I was surprised to actually catch likenesses of some (but definitely not all) of the people. Laura Dern and Rob Lowe alluded me.
I wasn’t sure if it was just my TV or the angle of the cameras that filmed the show, but it seemed like all the movie stars had extra long heads. I doubt it was the camera that made all the female stars look soooo skinny. How sad it must be to have your art form require that you don’t get to eat.
It seemed like all the male directors and producers were wearing glasses with heavy, square, black frames, the kind that used to be considered nerd glasses and usually sported tape holding them together.
I took my two favorite 12-year-old girls to Tilden Park for a Friday afternoon outing on a rare sunny day in this horrible summer of fog and wind. My plan was to relax and read on the beach while the girls played in the water and then take them to the carousel and the Little Farm Nature Area.
After a little picnic the girls gleefully headed into the water, I reached for my book and discovered I’d forgotten it. Fortunately I had my journal so instead of reading a book I drew in one.
My first attempt at drawing the lifeguard stand got the perspective all wrong so I used that page for more sketches of people.
The girls were having so much fun in the water, swimming, chatting, and fooling around that I couldn’t get them out until 5:00. I promised that if we have another sunny Friday this summer I’ll take them again. But this time I will remember my book and, if it’s warm enough, my bathing suit!
When Cathy and I visited the Marin County Fair to sketch I was experimenting with sketching on pieces of paper instead of in my sketchbook as I wrote about here. Later I pasted the sketches into my journal. Above is a medley of chickens of various kinds along with one of the 4-H girls sitting at the “pet a chicken” table.
I asked this sweet boy if he intentionally styled his hair to match his chicken and he looked at me like I was nuts and said, “No.” The best part of the fair for me is seeing the kids who show their animals and win prizes for how well they present them.
I made numerous attempts to draw cows, trying to figure out their shapes, and finally sketched one I liked plus a few parts (head and butt). I had no idea their feet had two toes(?). Amazing what you don’t see when you don’t really look.
It got really hot so we went into the air-conditioned theater on the fair grounds to see the Shangri-La Chinese Acrobats perform. I tried sketching in the dark, adding color later. They were amazing. The sketch, not so much.

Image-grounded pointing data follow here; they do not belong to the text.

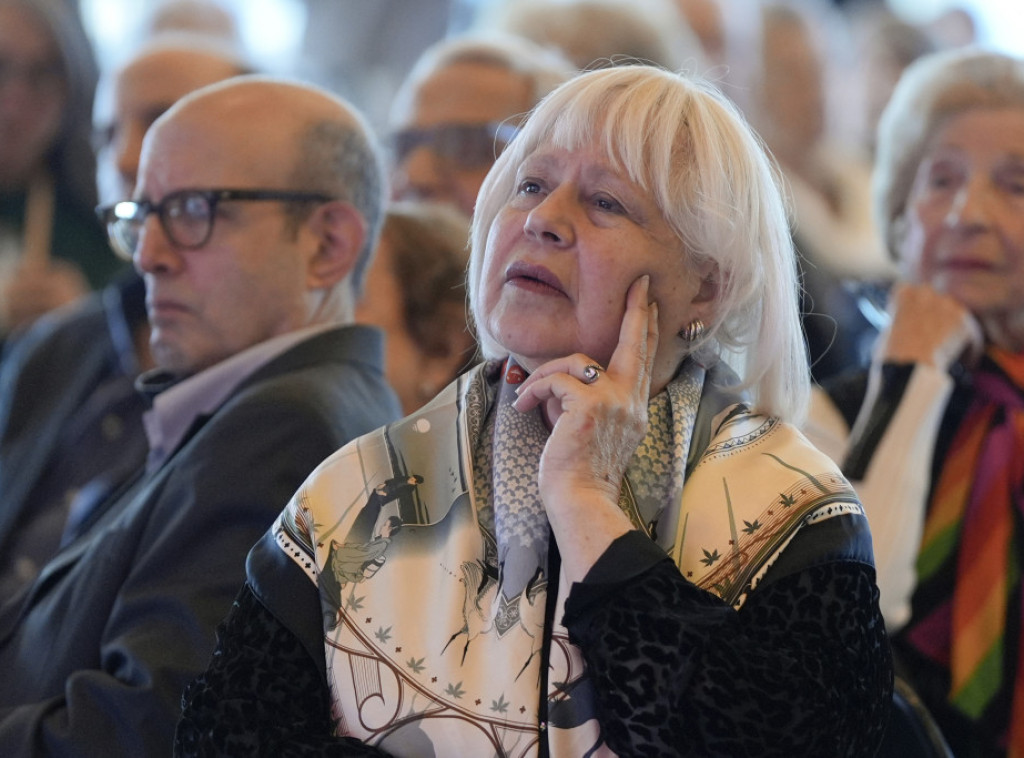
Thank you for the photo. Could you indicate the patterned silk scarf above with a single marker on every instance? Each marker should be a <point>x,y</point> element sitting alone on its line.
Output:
<point>970,535</point>
<point>428,543</point>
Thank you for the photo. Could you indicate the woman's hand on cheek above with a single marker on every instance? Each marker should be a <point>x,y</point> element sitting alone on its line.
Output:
<point>596,427</point>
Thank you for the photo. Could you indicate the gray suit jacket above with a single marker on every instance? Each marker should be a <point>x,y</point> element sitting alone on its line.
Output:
<point>93,658</point>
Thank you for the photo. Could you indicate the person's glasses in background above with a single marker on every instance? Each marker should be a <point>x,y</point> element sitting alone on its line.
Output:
<point>464,145</point>
<point>186,215</point>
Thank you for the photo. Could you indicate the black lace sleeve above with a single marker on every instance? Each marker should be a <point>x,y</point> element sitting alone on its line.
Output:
<point>803,669</point>
<point>261,696</point>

For the last sketch of the day we sketched from the midway. I sat on a ledge on the back of one of the game booths in the shade of the hanging teddy prizes. I cooled off a little more than I expected: I didn’t realize until it was too late that I was sitting in a puddle of water.
One of the Everyday in May drawing cues is “Draw How You Get Your News.” The image that immediately came to mind was an ostrich with its head in the sand. I am the opposite of a news junkie. I cancelled my newspaper subscription years ago when I realized it made me cry nearly every day. TV news is even worse, with “If it bleeds, it leads” as the guiding principle.

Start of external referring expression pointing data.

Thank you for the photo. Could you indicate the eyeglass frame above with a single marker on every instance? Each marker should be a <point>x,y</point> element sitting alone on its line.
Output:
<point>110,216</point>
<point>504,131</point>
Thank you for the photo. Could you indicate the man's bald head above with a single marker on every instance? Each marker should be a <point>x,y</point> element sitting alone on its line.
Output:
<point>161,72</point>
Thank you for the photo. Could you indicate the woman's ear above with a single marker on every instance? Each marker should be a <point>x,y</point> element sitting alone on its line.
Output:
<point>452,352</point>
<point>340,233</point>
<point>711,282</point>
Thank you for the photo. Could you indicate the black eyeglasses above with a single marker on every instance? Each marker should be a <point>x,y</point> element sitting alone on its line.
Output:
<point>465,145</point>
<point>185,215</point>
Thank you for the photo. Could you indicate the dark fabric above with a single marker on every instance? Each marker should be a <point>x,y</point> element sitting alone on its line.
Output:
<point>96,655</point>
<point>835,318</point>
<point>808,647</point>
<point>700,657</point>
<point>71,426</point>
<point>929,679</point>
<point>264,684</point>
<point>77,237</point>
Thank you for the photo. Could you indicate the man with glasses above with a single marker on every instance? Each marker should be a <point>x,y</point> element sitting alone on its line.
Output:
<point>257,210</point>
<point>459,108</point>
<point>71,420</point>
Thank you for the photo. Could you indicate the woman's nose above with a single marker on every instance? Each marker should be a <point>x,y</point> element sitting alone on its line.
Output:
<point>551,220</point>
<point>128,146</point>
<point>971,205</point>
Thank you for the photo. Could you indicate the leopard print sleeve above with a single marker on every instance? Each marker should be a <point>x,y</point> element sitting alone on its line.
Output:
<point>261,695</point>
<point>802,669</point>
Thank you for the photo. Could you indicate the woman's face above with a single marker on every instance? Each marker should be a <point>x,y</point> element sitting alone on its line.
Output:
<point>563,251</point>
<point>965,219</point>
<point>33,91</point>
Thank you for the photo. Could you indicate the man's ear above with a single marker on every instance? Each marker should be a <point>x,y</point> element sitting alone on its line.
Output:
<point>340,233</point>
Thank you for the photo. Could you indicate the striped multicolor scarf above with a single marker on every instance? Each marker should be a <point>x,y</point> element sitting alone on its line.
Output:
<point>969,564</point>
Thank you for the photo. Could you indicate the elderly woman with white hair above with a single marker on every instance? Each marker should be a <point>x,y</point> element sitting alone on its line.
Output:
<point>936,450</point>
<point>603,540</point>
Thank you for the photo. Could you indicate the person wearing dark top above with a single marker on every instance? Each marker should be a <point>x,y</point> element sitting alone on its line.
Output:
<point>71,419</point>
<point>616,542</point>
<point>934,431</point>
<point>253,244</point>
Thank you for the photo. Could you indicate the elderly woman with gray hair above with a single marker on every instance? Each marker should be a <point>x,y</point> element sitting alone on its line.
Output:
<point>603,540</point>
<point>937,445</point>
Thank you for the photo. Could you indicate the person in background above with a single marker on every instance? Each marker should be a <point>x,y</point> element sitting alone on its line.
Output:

So I just stick my head in the sand instead of consuming all the fear-based media, and do what I can to create better news. Avoiding the news means I can continue to believe that most people are mostly good and that it’s great to be alive.
About the paper: Stonehenge just started making their wonderfully soft drawing paper in this color called “Kraft” except unlike regular Kraft paper it’s archival 100% cotton. It’s fun to draw on with black ink and white gel pen.
About ostriches: They don’t really bury their heads in the sand. When frightened they try to hide by lying low and pressing their long necks to the ground which could look like they have buried their heads in the sand.
You can imagine my glee when this gentleman in full Mohawk sat down across from me on BART. Entranced by his cell phone, he never noticed me sketching and held perfectly still. It must have taken him a long time to get his hair to stand up so perfectly–and why? Especially first thing in the morning? I awarded him a sticker (on his page) from National Geographic.